A few hours later, back home, I checked on Betsy. Despite the 90º temperature the air was so humid that she was yet to dry. Thunderstorms threatened. So, instead of making dinner, I brought her inside, got out the hair dryer, and went to work. Her crop was the size of a golf ball. On a tiny bantam, that is way too huge. I could feel sharp bits of egg shell in it. Now I was worried about impaction. So, I mixed some canola oil and yogurt and offered it to her. Betsy is a hen who is usually eager to eat and is used to being fed from my hand. She was too stuffed to even peck. I dipped her beak in the concoction and she swallowed a little.
I finished the blow drying and put Betsy back in the coop just as the storm hit. It was raining buckets. Even running as fast as I could back to the house, I got soaked.

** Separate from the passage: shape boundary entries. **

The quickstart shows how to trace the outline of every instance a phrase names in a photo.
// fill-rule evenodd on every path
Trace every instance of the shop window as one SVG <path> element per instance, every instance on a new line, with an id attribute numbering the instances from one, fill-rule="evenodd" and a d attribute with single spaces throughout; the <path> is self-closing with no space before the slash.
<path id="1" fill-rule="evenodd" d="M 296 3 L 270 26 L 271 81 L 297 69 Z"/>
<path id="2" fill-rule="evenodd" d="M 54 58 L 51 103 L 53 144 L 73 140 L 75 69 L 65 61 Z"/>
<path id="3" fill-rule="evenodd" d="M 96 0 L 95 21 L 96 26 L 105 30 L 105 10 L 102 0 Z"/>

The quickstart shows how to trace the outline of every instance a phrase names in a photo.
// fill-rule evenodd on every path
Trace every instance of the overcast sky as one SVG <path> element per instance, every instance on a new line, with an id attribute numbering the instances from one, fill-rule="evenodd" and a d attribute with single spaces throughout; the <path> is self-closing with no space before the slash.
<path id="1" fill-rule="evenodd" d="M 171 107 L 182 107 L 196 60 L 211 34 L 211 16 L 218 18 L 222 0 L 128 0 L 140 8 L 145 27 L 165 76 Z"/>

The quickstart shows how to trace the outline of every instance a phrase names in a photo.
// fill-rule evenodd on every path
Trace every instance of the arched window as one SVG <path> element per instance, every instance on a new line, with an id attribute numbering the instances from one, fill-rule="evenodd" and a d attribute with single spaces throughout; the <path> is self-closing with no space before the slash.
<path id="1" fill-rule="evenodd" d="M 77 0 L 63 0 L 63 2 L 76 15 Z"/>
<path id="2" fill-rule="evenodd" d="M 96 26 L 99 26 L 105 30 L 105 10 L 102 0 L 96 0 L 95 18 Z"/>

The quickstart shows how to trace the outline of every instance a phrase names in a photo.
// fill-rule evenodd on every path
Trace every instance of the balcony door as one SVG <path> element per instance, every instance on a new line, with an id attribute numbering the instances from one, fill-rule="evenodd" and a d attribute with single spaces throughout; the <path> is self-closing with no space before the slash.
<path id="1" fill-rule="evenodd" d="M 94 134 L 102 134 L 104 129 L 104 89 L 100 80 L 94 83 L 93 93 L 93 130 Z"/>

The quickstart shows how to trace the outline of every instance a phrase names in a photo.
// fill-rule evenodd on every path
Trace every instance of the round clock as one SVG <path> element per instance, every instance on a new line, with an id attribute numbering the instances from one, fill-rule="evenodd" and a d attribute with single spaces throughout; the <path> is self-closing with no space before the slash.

This morning Betsy was put right back in the broody coop. She has water and a small piece of watermelon. She doesn’t have any other food – her crop is getting smaller but it’s still full enough. I know she’s fine. She’s pooping and she’s glaring at me.
I’m hoping it’ll be only two more days before she back to her sweet self. I’m also hoping she’ll forget about the egg eating. When werewolves turn back into people they forget their evil ways, right?